O caso envolvendo o Vitória, o Grêmio e o jogador Lucas Esteves levanta uma importante discussão sobre cláusulas contratuais no futebol brasileiro. O cerne da questão está na validade de uma cláusula específica no contrato do atleta com o Vitória, que merece uma análise detalhada.
A cláusula indenizatória e sua função
A cláusula indenizatória é um elemento fundamental nos contratos desportivos. Ela estabelece o valor devido ao clube empregador em caso de transferência do atleta antes do término do contrato. Esta cláusula é prevista em lei e serve como um dos mecanismos para encerrar a relação entre clube e atleta de forma antecipada, com efeitos imediatos após o pagamento.
A cláusula controversa do Vitória
O contrato do Vitória com Lucas Esteves contém a seguinte cláusula:
“Na hipótese de exercício da Cláusula Indenizatória pelo ATLETA para transferência a outra agremiação, será resguardado ao VITÓRIA o direito à recusa de transferência, mediante o pagamento, pelo VITÓRIA, em favor do ATLETA, do valor de UDS 100.000,00 (cem mil dólares americanos), ou o valor equivalente em Reais no dia da comunicação do ATLETA ao CLUBE. O pagamento será realizado em até 05 dias úteis da comunicação de recusa pelo VITÓRIA ao ATLETA.”
Esta cláusula é problemática por várias razões:
- Contradição com a lei: A cláusula contradiz a legislação vigente, que estabelece a cláusula indenizatória como forma de extinção do vínculo entre atleta e clube.
- Restrição de direitos: Ela limita os direitos do atleta, obrigando-o a permanecer em uma relação jurídica contra sua vontade, mesmo após o pagamento da cláusula indenizatória.

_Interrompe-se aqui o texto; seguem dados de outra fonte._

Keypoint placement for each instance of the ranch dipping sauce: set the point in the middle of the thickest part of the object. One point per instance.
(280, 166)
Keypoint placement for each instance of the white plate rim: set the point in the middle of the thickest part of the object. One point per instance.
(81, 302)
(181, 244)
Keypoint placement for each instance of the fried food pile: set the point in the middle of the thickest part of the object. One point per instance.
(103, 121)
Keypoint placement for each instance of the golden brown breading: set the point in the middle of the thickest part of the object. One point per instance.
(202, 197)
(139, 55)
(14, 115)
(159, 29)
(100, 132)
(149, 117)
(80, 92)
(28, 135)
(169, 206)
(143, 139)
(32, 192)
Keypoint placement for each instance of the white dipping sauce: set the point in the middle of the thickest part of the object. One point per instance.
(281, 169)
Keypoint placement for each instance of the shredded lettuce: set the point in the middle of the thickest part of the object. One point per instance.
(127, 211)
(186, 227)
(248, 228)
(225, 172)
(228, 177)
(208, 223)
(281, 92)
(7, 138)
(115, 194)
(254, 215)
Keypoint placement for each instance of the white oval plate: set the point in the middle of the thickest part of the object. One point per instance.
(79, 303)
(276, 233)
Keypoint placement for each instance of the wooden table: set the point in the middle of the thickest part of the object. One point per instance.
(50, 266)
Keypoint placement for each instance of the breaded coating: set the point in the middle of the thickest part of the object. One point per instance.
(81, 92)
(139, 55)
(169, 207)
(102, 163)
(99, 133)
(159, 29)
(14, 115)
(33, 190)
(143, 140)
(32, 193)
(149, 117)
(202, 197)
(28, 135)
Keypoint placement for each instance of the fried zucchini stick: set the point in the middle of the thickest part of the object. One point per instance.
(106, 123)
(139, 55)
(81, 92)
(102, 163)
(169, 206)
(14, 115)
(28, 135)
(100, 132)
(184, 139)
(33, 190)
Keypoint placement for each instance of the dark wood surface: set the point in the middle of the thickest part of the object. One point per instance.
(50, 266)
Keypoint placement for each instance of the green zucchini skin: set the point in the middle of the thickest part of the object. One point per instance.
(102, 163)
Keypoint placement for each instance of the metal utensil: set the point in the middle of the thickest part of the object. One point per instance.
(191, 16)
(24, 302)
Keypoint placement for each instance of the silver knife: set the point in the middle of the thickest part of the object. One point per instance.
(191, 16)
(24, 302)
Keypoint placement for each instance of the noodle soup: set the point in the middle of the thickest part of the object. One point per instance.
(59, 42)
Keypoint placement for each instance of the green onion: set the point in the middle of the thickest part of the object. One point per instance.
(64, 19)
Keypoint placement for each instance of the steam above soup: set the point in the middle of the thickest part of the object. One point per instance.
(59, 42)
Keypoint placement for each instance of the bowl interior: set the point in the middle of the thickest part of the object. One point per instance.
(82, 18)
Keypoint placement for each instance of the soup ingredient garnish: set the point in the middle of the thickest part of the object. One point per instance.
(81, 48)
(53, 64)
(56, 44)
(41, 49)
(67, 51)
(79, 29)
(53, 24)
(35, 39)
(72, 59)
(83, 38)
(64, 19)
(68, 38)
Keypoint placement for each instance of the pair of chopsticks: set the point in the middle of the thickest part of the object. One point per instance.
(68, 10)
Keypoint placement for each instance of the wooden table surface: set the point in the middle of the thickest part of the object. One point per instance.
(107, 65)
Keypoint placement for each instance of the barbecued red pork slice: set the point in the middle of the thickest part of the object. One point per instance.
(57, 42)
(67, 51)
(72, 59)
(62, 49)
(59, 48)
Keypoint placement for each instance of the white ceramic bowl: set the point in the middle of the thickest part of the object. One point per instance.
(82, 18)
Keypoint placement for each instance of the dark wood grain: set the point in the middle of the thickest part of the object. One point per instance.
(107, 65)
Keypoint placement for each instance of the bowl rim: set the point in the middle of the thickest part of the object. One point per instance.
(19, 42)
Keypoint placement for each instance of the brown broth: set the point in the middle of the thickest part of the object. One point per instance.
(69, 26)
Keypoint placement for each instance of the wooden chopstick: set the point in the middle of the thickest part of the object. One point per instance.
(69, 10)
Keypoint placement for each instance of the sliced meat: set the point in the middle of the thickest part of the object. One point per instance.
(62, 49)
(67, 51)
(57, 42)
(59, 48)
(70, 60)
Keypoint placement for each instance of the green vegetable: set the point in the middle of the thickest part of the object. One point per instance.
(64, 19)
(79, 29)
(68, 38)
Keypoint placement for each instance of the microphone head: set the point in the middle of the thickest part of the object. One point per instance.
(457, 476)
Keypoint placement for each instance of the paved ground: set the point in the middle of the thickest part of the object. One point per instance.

- Desequilíbrio contratual: A cláusula cria um desequilíbrio na relação jurídica, favorecendo excessivamente o clube em detrimento do atleta.
Para além da análise sobre a validade da cláusula, é relevante analisá-la sob a ótica do direito de preferência. Seria possível afirmar que a cláusula do contrato do Vitória é uma cláusula de preferência?
Entendemos que não. A comparação entre a cláusula do Vitória e as cláusulas de preferência revela diferenças significativas em sua natureza e aplicação. As cláusulas de preferência comumente utilizadas no meio esportivo seguem um rito:
- Notificação: o clube empregador é notificado sobre uma proposta pela aquisição dos direitos econômicos do atleta.
- Prazo para contraoferta: O clube empregador tem um prazo de alguns dias para apresentar uma proposta igual.
- Decisão do clube:
- Se o clube não apresenta proposta equivalente, o atleta fica livre para negociar com outros clubes.
- Se o clube apresenta proposta igual ou superior, o atleta deve aceitá-la.
- Consequências da recusa: Caso o atleta recuse a proposta equivalente do clube atual, ele pode ser obrigado a pagar uma indenização por descumprimento da cláusula de preferência.
Este processo respeita a liberdade do atleta, ao mesmo tempo em que oferece ao clube empregador a oportunidade de manter o jogador em condições de mercado.
Em contraste, a cláusula do contrato do Vitória, a qual nos referimos como “cláusula de recusa de transferência”, opera de maneira fundamentalmente diferente:
- Pagamento da cláusula indenizatória: O processo é iniciado quando é paga a cláusula indenizatória.
- Direito de recusa: O Vitória teria o direito de recusar a transferência, mesmo após o pagamento da cláusula indenizatória.
- Compensação ao atleta: Em caso de exercício do “direito de recusa”, o Vitória deve pagar ao atleta USD 100.000,00 em até 5 dias úteis.
- Manutenção forçada do vínculo: Como consequência, o atleta é obrigado a permanecer na relação jurídica com o Vitória, independentemente de sua vontade ou das condições oferecidas por outros clubes.
Desta forma, dentre as diferenças fundamentais, destaca-se a liberdade de escolha, já que a cláusula de preferência permite ao atleta escolher outro clube se o atual não igualar a oferta; a cláusula do Vitória remove essa liberdade. Ademais, a cláusula de preferência busca um equilíbrio entre os interesses do clube e do atleta.
A cláusula do contrato do Vitória difere substancialmente das cláusulas de preferência típicas. Enquanto estas últimas buscam um equilíbrio entre os interesses das partes e respeitam a dinâmica do mercado, a cláusula do Vitória cria uma situação de retenção forçada do atleta, potencialmente violando princípios fundamentais do direito trabalhista e esportivo.
Esta diferença fundamental reforça os argumentos sobre a possível nulidade da cláusula do Vitória, uma vez que ela não se alinha com as práticas aceitas no meio esportivo nem com os princípios legais que regem as relações entre clubes e atletas.